KPI Definition Example
Network Reliability KPI
- kpi name: packet-drop-rate
- input metrics: packetCount, packetDropCount
- time window: 60 seconds, tumbling window
- filter expression: metadata['dataSource'] matches '10\\.118\\.7[23]\\.[1-9]0?'
- calculation expression: percent(sum(packetDropCount), sum(packetCount))
- groupBy expression: metadata['dataSource']
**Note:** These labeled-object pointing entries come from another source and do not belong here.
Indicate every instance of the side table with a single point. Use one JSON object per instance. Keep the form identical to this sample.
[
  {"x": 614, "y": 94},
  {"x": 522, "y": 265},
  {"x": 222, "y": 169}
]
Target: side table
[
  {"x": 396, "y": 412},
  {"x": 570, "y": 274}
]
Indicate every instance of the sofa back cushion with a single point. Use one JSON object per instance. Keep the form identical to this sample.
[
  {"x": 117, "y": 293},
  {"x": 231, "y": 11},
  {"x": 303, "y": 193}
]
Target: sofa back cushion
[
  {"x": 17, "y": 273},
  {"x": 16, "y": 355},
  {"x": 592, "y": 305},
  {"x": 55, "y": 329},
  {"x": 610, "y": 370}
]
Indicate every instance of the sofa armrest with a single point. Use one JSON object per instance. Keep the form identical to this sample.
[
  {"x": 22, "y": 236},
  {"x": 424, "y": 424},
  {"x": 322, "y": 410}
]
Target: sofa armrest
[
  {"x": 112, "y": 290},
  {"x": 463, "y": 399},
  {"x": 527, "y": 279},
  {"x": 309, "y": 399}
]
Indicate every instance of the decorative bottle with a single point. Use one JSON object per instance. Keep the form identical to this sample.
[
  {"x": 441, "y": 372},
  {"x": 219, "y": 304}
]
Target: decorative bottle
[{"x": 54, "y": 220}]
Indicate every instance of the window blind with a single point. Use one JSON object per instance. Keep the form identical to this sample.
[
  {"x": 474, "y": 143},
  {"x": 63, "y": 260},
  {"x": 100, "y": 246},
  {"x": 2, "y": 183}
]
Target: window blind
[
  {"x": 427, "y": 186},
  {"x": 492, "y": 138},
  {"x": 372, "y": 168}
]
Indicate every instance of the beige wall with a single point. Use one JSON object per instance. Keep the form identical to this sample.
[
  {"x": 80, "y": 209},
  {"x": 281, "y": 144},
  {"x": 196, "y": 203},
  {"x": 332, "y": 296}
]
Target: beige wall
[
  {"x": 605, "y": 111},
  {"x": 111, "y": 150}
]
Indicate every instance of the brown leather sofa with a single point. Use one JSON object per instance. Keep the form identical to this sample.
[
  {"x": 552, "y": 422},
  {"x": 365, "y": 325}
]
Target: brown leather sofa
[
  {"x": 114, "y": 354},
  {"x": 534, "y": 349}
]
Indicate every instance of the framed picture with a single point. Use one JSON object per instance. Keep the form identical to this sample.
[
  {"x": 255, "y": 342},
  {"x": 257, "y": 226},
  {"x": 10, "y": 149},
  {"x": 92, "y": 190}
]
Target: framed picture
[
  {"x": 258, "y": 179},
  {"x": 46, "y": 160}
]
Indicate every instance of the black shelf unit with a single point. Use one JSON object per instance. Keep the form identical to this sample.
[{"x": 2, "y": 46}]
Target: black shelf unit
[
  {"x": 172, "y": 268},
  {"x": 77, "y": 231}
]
This KPI calculates the packet drop percent rate for devices whose IP address falls in the range specified by the given regular expression. Metrics observed by the streaming system for other devices that fall outside of the filter range will be filtered out. Assuming the dataSource attribute is present in the metric event, the groupBy expression ensures that the packet-drop-rate KPI is calculated for each unique value of the attribute. All packetCount and packetDropCount metrics received during the time window are added together (in the sum() operation) followed by the percent operation.
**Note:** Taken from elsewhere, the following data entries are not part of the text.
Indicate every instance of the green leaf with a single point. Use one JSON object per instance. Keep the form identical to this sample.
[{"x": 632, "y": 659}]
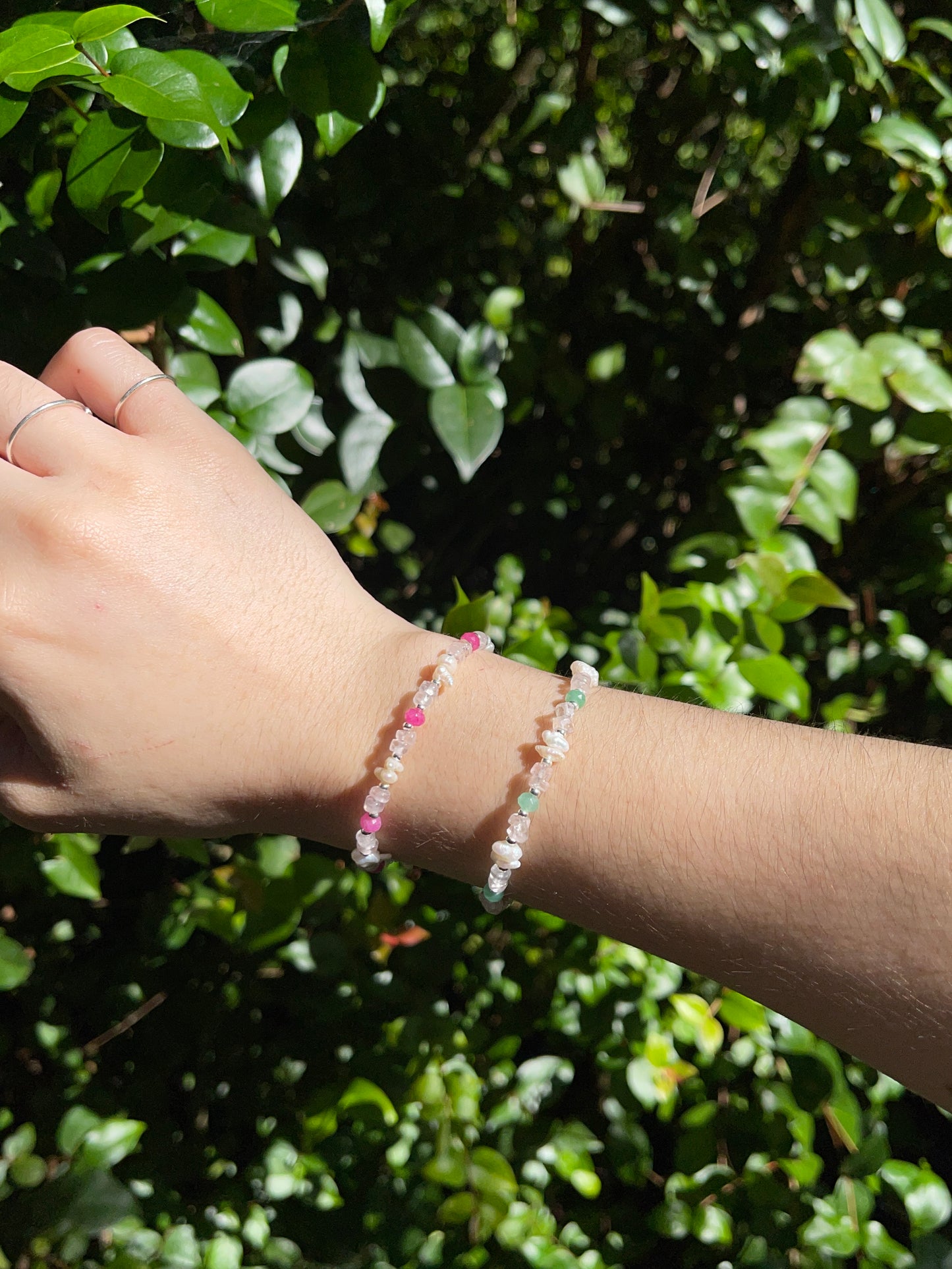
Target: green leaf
[
  {"x": 224, "y": 1251},
  {"x": 99, "y": 23},
  {"x": 857, "y": 378},
  {"x": 109, "y": 1142},
  {"x": 938, "y": 24},
  {"x": 383, "y": 18},
  {"x": 501, "y": 305},
  {"x": 757, "y": 509},
  {"x": 312, "y": 433},
  {"x": 823, "y": 353},
  {"x": 775, "y": 678},
  {"x": 269, "y": 395},
  {"x": 279, "y": 164},
  {"x": 331, "y": 505},
  {"x": 924, "y": 386},
  {"x": 419, "y": 357},
  {"x": 159, "y": 86},
  {"x": 74, "y": 1127},
  {"x": 882, "y": 28},
  {"x": 16, "y": 966},
  {"x": 12, "y": 108},
  {"x": 113, "y": 157},
  {"x": 816, "y": 513},
  {"x": 202, "y": 322},
  {"x": 942, "y": 678},
  {"x": 903, "y": 140},
  {"x": 32, "y": 50},
  {"x": 467, "y": 424},
  {"x": 605, "y": 363},
  {"x": 250, "y": 16},
  {"x": 197, "y": 375},
  {"x": 226, "y": 98},
  {"x": 583, "y": 181},
  {"x": 72, "y": 871},
  {"x": 816, "y": 590},
  {"x": 468, "y": 615},
  {"x": 360, "y": 445},
  {"x": 837, "y": 480},
  {"x": 337, "y": 82}
]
Threshold Definition Example
Network Reliability Threshold
We would like to set a threshold for non-acceptable values for our network reliability KPI packet-drop-rate. It is desired that the packet drop rate remains under 10%, since that is the understood tolerance of the devices and network. Anything above this level will be unacceptable. A packet drop rate above 20% will be a sign that some more critical is occurring and anything above that value is certainly severe and undesirable. This threshold would piggy back of the packet-drop-rate KPI and add to the definition by adding a set of threshold ranges to capture the behavior described above.
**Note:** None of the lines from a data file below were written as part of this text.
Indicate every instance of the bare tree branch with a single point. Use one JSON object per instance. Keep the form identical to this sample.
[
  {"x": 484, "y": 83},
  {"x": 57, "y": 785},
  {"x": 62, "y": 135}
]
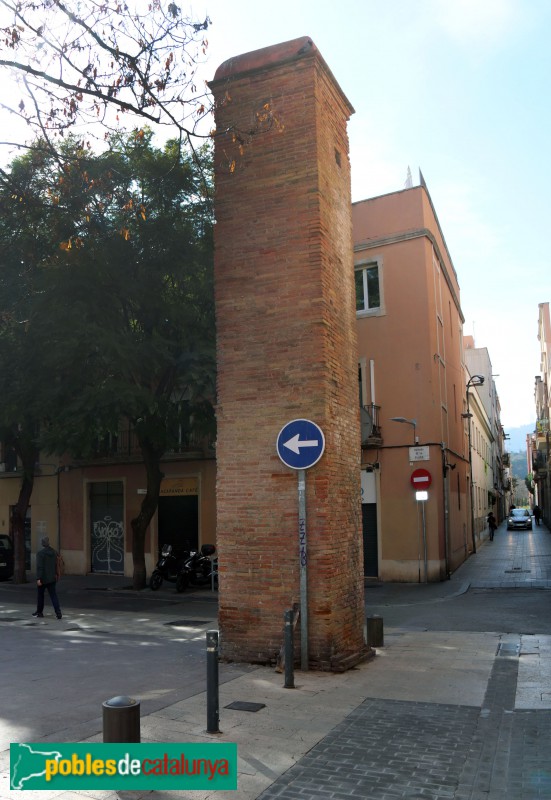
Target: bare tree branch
[{"x": 106, "y": 59}]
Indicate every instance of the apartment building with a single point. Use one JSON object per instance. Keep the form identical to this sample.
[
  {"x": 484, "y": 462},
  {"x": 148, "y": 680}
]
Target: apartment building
[
  {"x": 540, "y": 442},
  {"x": 412, "y": 390}
]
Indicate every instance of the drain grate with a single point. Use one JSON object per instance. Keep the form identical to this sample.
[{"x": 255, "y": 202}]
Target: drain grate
[
  {"x": 508, "y": 649},
  {"x": 517, "y": 571},
  {"x": 243, "y": 705}
]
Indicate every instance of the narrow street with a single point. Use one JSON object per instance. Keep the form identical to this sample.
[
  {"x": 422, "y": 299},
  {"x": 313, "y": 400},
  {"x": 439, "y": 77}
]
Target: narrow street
[{"x": 455, "y": 705}]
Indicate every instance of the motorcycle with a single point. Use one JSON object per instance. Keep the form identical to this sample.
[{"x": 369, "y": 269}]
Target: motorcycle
[
  {"x": 167, "y": 569},
  {"x": 198, "y": 569}
]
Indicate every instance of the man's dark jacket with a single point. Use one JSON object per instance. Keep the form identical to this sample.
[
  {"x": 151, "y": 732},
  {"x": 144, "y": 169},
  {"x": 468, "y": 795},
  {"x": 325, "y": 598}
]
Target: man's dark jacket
[{"x": 46, "y": 561}]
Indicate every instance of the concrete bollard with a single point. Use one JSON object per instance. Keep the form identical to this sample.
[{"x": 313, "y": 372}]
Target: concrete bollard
[
  {"x": 121, "y": 720},
  {"x": 289, "y": 617},
  {"x": 375, "y": 637},
  {"x": 213, "y": 703}
]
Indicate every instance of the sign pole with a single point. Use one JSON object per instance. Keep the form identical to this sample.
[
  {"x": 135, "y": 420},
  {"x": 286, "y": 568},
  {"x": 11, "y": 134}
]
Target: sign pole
[
  {"x": 300, "y": 445},
  {"x": 303, "y": 569}
]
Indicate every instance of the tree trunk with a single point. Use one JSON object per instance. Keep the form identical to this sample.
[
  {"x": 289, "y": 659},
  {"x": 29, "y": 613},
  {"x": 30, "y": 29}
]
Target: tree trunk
[
  {"x": 152, "y": 458},
  {"x": 20, "y": 514}
]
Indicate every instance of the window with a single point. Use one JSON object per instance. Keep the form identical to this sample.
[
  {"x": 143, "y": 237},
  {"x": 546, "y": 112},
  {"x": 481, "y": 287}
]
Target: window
[{"x": 368, "y": 289}]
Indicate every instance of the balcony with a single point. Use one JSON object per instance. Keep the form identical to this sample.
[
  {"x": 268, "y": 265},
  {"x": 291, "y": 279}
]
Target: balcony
[
  {"x": 371, "y": 431},
  {"x": 124, "y": 447}
]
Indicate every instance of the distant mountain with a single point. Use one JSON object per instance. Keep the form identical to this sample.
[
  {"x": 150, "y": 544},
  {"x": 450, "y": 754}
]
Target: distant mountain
[{"x": 517, "y": 438}]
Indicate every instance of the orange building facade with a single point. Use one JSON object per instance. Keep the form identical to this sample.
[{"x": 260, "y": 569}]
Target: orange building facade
[{"x": 411, "y": 367}]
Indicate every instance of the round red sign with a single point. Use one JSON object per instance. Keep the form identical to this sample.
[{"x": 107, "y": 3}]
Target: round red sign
[{"x": 421, "y": 478}]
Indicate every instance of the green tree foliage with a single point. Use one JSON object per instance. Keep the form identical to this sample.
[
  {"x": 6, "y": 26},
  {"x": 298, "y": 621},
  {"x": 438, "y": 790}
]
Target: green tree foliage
[{"x": 121, "y": 310}]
threshold name: packet-drop-rate
Lable | Value >= | Value < |
---|---|---|
normal | 0 | 10 |
warning | 10 | 20 |
critical | 20 | max |
This threshold configuration will augment the calculated KPI packet-drop-rate and add an additional tag to the output event to identify the threshold crossing condition as specified in the config.
Non-windowed Threshold Definition Example
Device Availability Threshold
- threshold name: device-status-threshold
- filter expression: metadata['dataSource'] matches '10\\.118\\.7[23]\\.[1-9]0?'
- catalog: device catalog
- catalog item: device status
Label | Value >= | Value < |
---|---|---|
device.down | 0 | 1 |
device.up | 1 | max |
This threshold configuration will generate an event for a device that falls within the filter criteria when an availability event is received and indicates the device is not responding or offline.
Composite KPI Example
Device Availability KPI
- kpi name: device-down-status-count
- input threshold: device-status-threshold:device.down
- time window: 60 seconds, tumbling window
- filter expression: metadata['dataSource'] matches '10\\.118\\.7[23]\\.[1-9]0?'
- calculation expression: count(device-status-threshold:device.down)
- groupBy expression: metadata['dataSource']
Label | Value >= | Value < |
---|---|---|
device.down | 5 | max |